One of the advantages of absolute advantage theory is its simplicity: it provides an elegant explanation of the benefits of trade and shows how countries can benefit from it by focusing on their absolute advantages. According to Figure 1, the United Kingdom commits to producing 80 hours of work to produce one unit of fabric, which is less than the hours of work required by Portugal to produce one unit of fabric. The UK is able to produce one unit of fabric with fewer working hours, so the UK has an absolute advantage in fabric manufacturing. In contrast, Portugal commits to 90 hours for the production of one unit of wine, which is less than the working hours required by the United Kingdom to produce one unit of wine. Therefore, Portugal has an absolute advantage in wine production. There are many examples of absolute benefits, especially in the real world. For example, Saudi Arabia`s oil reserves are abundant, giving it an absolute advantage. This is one of the reasons why it exports the goods to other countries in the world. As explained earlier, the theory also assumes that absolute advantages are static – a country cannot change its absolute advantages, and they do not become more efficient with size. Real experience has shown that this is not true: many countries have managed to gain an absolute advantage by investing in strategic industries.

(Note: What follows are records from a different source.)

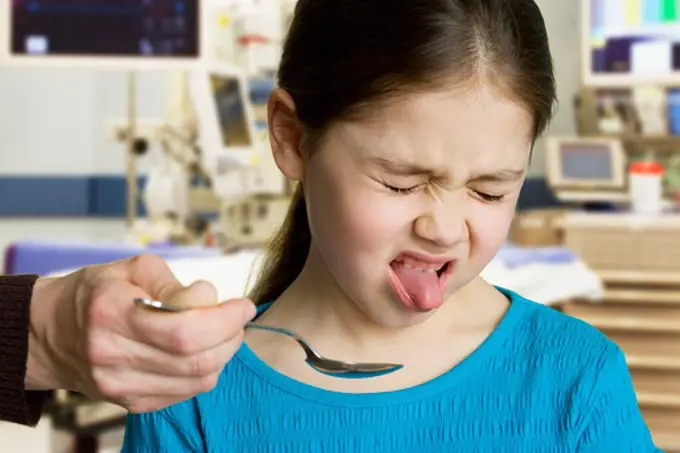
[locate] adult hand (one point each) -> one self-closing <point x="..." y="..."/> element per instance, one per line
<point x="88" y="336"/>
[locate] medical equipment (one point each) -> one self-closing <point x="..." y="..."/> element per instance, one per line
<point x="335" y="368"/>
<point x="132" y="35"/>
<point x="213" y="139"/>
<point x="583" y="169"/>
<point x="627" y="43"/>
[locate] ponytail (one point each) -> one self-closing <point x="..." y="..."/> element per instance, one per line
<point x="286" y="254"/>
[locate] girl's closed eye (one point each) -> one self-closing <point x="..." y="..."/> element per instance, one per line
<point x="488" y="197"/>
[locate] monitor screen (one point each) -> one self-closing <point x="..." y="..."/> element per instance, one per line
<point x="231" y="111"/>
<point x="634" y="37"/>
<point x="105" y="28"/>
<point x="586" y="162"/>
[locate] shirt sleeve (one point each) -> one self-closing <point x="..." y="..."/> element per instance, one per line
<point x="16" y="404"/>
<point x="613" y="421"/>
<point x="172" y="430"/>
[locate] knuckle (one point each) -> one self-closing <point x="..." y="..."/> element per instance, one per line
<point x="182" y="339"/>
<point x="110" y="388"/>
<point x="98" y="351"/>
<point x="101" y="312"/>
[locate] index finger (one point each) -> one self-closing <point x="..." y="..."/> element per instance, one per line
<point x="192" y="331"/>
<point x="153" y="276"/>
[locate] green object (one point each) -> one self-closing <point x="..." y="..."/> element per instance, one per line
<point x="669" y="11"/>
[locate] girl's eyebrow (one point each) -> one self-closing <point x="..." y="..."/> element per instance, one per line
<point x="400" y="167"/>
<point x="501" y="176"/>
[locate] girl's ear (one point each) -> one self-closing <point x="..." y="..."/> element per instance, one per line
<point x="285" y="134"/>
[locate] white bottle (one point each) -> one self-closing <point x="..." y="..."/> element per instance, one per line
<point x="646" y="187"/>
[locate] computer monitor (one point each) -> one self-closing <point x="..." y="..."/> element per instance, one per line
<point x="631" y="42"/>
<point x="225" y="117"/>
<point x="128" y="34"/>
<point x="585" y="164"/>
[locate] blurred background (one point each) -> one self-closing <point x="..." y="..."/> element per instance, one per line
<point x="140" y="125"/>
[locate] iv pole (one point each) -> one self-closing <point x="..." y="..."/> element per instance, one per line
<point x="131" y="155"/>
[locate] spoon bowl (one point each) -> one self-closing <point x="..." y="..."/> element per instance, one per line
<point x="330" y="367"/>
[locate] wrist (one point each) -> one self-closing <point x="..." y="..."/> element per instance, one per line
<point x="47" y="366"/>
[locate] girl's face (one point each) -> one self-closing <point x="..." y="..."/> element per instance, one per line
<point x="432" y="179"/>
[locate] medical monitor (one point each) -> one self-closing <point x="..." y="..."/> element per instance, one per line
<point x="584" y="163"/>
<point x="129" y="34"/>
<point x="631" y="42"/>
<point x="225" y="117"/>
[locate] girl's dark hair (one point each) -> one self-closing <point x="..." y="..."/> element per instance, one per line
<point x="343" y="57"/>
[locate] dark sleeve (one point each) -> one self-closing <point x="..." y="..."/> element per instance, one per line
<point x="16" y="404"/>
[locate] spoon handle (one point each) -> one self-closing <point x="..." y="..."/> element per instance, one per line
<point x="311" y="353"/>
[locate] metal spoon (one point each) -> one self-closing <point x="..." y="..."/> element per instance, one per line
<point x="321" y="364"/>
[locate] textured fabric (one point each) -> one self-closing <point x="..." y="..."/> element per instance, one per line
<point x="16" y="405"/>
<point x="541" y="382"/>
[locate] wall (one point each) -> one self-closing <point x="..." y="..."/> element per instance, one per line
<point x="55" y="158"/>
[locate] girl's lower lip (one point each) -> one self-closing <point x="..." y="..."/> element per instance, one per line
<point x="444" y="278"/>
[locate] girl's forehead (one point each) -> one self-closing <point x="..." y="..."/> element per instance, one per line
<point x="475" y="128"/>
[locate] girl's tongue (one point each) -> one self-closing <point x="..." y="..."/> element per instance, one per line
<point x="417" y="289"/>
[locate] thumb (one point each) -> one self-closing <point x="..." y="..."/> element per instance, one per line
<point x="199" y="294"/>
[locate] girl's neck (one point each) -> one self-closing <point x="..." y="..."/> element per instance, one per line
<point x="315" y="307"/>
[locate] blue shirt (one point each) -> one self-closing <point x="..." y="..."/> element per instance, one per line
<point x="541" y="382"/>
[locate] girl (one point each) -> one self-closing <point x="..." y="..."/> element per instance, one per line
<point x="409" y="125"/>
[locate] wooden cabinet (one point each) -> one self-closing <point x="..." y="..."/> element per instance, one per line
<point x="638" y="260"/>
<point x="644" y="320"/>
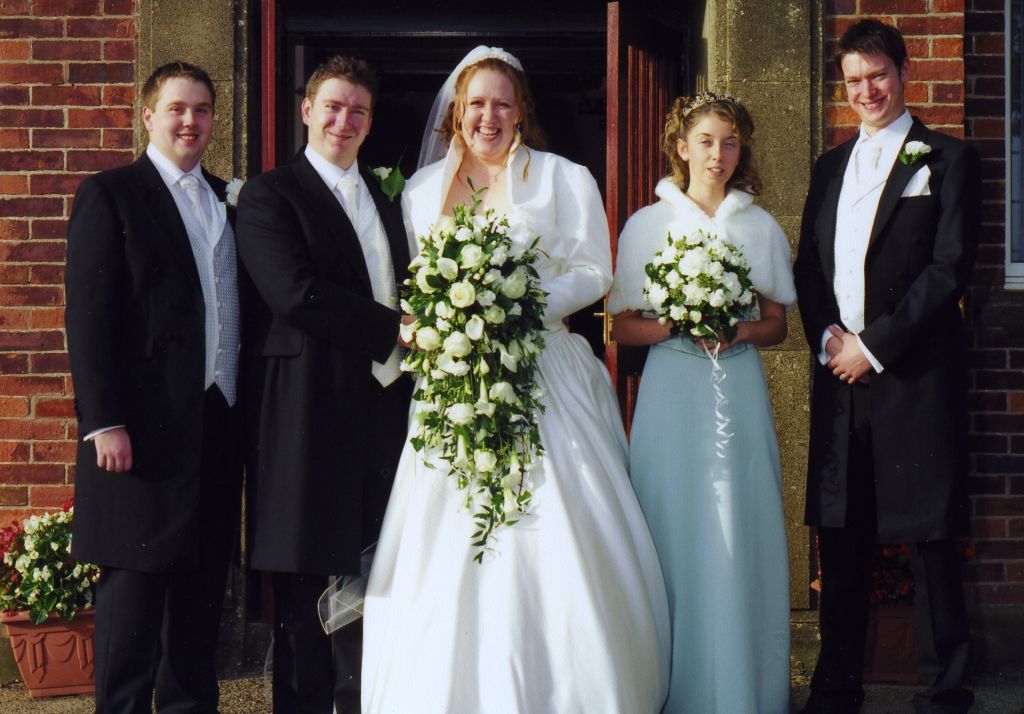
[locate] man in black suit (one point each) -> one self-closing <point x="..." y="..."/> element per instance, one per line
<point x="326" y="250"/>
<point x="886" y="249"/>
<point x="153" y="334"/>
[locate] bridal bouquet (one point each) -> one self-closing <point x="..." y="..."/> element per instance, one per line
<point x="700" y="284"/>
<point x="478" y="311"/>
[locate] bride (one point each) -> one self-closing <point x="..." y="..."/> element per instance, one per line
<point x="568" y="614"/>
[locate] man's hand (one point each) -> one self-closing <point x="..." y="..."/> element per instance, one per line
<point x="114" y="450"/>
<point x="850" y="364"/>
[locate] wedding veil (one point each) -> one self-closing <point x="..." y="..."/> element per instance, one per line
<point x="434" y="148"/>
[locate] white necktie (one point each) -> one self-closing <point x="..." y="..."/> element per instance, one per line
<point x="348" y="187"/>
<point x="190" y="185"/>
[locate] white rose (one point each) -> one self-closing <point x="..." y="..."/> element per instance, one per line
<point x="471" y="256"/>
<point x="428" y="339"/>
<point x="514" y="286"/>
<point x="494" y="315"/>
<point x="474" y="327"/>
<point x="484" y="461"/>
<point x="503" y="391"/>
<point x="462" y="294"/>
<point x="457" y="344"/>
<point x="461" y="414"/>
<point x="449" y="267"/>
<point x="421" y="279"/>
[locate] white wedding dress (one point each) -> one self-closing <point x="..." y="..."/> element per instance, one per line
<point x="568" y="614"/>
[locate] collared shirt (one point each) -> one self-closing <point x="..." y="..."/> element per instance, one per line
<point x="870" y="163"/>
<point x="373" y="240"/>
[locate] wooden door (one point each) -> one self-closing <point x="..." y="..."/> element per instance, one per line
<point x="645" y="65"/>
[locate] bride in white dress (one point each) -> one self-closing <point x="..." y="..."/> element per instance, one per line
<point x="567" y="615"/>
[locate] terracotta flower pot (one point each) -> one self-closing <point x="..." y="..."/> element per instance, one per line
<point x="56" y="657"/>
<point x="890" y="653"/>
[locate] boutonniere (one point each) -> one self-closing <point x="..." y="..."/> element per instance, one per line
<point x="913" y="152"/>
<point x="391" y="180"/>
<point x="231" y="192"/>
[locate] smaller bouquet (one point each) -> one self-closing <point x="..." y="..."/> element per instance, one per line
<point x="37" y="572"/>
<point x="700" y="285"/>
<point x="477" y="334"/>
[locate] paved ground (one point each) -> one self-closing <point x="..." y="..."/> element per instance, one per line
<point x="996" y="694"/>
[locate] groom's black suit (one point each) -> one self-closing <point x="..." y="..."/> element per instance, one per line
<point x="326" y="435"/>
<point x="888" y="459"/>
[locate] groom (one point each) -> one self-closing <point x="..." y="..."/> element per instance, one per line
<point x="886" y="248"/>
<point x="326" y="250"/>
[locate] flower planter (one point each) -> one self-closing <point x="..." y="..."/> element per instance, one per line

The concept of absolute advantage was developed by 18th century economist Adam Smith in his book The Wealth of Nations to show how countries can benefit from trade by specializing in producing and exporting goods that they can produce more efficiently than other countries. Countries with an absolute advantage may decide to specialize in the production and sale of a particular good or service and use the funds generated to purchase goods and services from other countries. In fact, the theory has been used to justify exploitative economic policies in the postcolonial era. Arguing that all countries should focus on their advantages, large organizations such as the World Bank and IMF have often pressured developing countries to focus on agricultural exports rather than industrialization. As a result, many of these countries remain at a low level of economic development. Absolute advantage leads to obvious advantages of specialization and trade only if each producer has an absolute advantage in the production of a good. If a producer does not have an absolute advantage, then Adam Smith`s argument would not necessarily be true. The explanatory power of the theory of comparative advantage is lacking. Harry can make five scarves in 20 hours and Sally can make four scarves in 20 hours. In this scenario, Harry has an absolute advantage as he can make one more scarf than Sally with the same amount of time. In other words; He does a scarf every four hours and Sally one every five hours.

Sally is 80% as effective as Harry when it comes to making scarves. Adam Smith is generally ignored as a trade theorist in international economics textbooks because he generally believes that he confirmed the rule of absolute benefits only to explain the structure of foreign trade. The idea of absolute advantage was developed by Scottish economist Adam Smith, who explained how countries can benefit by specialising only in the goods and services they can produce efficiently. Smith suggested that countries could open trade with others to products they cannot produce efficiently themselves. The concept is often contrasted with the comparative advantage studied by economists such as David Ricardo, according to Smith. He suggested that countries produce goods and services not necessarily in greater volume or better quality, but at a lower opportunity cost. Although these ideas have evolved since their development, the basic foundation still prevails today in production and international trade. An absolute benefit can be achieved by creating the good or service at a lower absolute cost per unit with fewer inputs or by a more efficient process. If each country specialized in its absolute advantage, Atlantica could make 12 cups of butter and no bacon in a year, while Pacifica makes no butter and 12 plates of bacon. Through specialization, the two countries share the tasks of their work.

This idea contrasts with the concept of mercantilism, which dominated economic discussion and practice at the time. Under mercantilism, nations severely restrict trade and work to produce everything they need within their borders. Economists usually use absolute advantage to compare countries, but they can use it to compare two regions. For example, Nebraska might have an absolute advantage in corn production over Massachusetts, even though both are part of the same country. Since Smith focused solely on comparing labor productivity to determine absolute advantage, he did not develop the concept of comparative advantage. [2] While there are potential gains to trade with an absolute advantage, the gains may not be mutually beneficial.